Wednesday, August 11, 2004 – Coinciding with last weekend’s Pan-Mass Challenge (PMC), a 192-mile bike ride for charity involving nearly 4,000 cyclists, the August 8th edition of the Boston Sunday Globe ran a timely, insightful article on the growing popularity of pledge-based fundraising events. Such sponsored “athons,” as the Globe referred to them, make up a “$1 billion industry,” according to the newspaper, and apparently the PMC people are the leaders of the pack.

“No other athletic event raises or contributes more money to charity than the PMC,” proclaims the organization’s Web site. “Since 1980, thousands of PMC cyclists have raised more than $102 million for cancer research and treatment at Dana-Farber Cancer Institute through its Jimmy Fund.”

Good for them. And good for those on the receiving end of all those charitable dollars. We’re talking about a classic win-win situation. Which is precisely why pledge-based fundraising events are such a monstrous slam dunk in the minds of all concerned. The donor base feels good about lending financial assistance to the cause because the appeals have been made on such a deeply personal level. The gifts are made out of altruism, but sponsors are also being loyal to a friend, relative or colleague who just so happens to be selflessly participating in a physically challenging, emotionally demanding event for an almost unimaginable greater good. We’re talking about the ultimate coalition of generous, like-hearted people, an unbroken chain of volunteers and philanthropists, athletes and advocates, all enduringly bound together on behalf of one common cause.

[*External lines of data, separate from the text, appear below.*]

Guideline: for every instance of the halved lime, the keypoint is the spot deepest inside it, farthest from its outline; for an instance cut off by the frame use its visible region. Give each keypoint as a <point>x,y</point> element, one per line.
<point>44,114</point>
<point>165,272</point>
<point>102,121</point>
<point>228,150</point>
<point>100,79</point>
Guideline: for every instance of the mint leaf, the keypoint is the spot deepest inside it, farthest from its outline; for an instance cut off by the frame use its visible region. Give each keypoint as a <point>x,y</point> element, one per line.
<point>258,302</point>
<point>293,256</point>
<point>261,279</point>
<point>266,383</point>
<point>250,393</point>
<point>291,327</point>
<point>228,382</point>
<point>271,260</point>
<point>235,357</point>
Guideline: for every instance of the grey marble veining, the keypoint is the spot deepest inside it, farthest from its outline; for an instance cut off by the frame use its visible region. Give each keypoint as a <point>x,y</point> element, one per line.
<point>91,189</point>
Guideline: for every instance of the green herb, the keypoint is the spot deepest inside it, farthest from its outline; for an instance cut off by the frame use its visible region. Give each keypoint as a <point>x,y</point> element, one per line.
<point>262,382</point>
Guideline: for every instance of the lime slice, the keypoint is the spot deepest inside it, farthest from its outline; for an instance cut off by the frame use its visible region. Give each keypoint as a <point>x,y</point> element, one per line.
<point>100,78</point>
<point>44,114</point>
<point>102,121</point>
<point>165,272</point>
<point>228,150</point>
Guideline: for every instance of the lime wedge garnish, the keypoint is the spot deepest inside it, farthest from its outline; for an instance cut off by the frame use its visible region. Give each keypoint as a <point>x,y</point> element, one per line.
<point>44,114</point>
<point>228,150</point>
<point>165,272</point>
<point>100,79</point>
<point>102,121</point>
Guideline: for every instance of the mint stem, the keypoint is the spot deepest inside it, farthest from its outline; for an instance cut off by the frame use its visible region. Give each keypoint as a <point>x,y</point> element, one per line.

That was certainly my experience when I ran the Boston Athletic Association’s Boston Marathon in 2003 and 2002 for The Home for Little Wanderers, and in 1996 for the Dana-Farber Cancer Institute as a member of the Dana-Farber Marathon Challenge team. All three times I mailed more than 100 letters to everyone I knew, asking them to sponsor my run with their own charitable contribution. And all three times the response rates were well off the charts, over 50% with an average gift around $45, raising thousands of dollars that might otherwise have been left on the table.

But frankly, I would chalk up such overwhelming success more to the awesome premise behind this unique fundraising model than to the aura surrounding the actual event and participants themselves. Instead of receiving a relatively impersonal mass appeal from a large, unfamiliar entity, my audience was being introduced to a wonderful, worthy cause by someone they could trust, someone who was willing to go the distance to help finance better lives for the less fortunate among us.

That’s certainly the idea behind all these pledge-based fundraising events: to harness all that unchanneled, unlimited camaraderie that lives and breathes between participants and sponsors, then, like two sticks rubbed together, to watch it catch fire.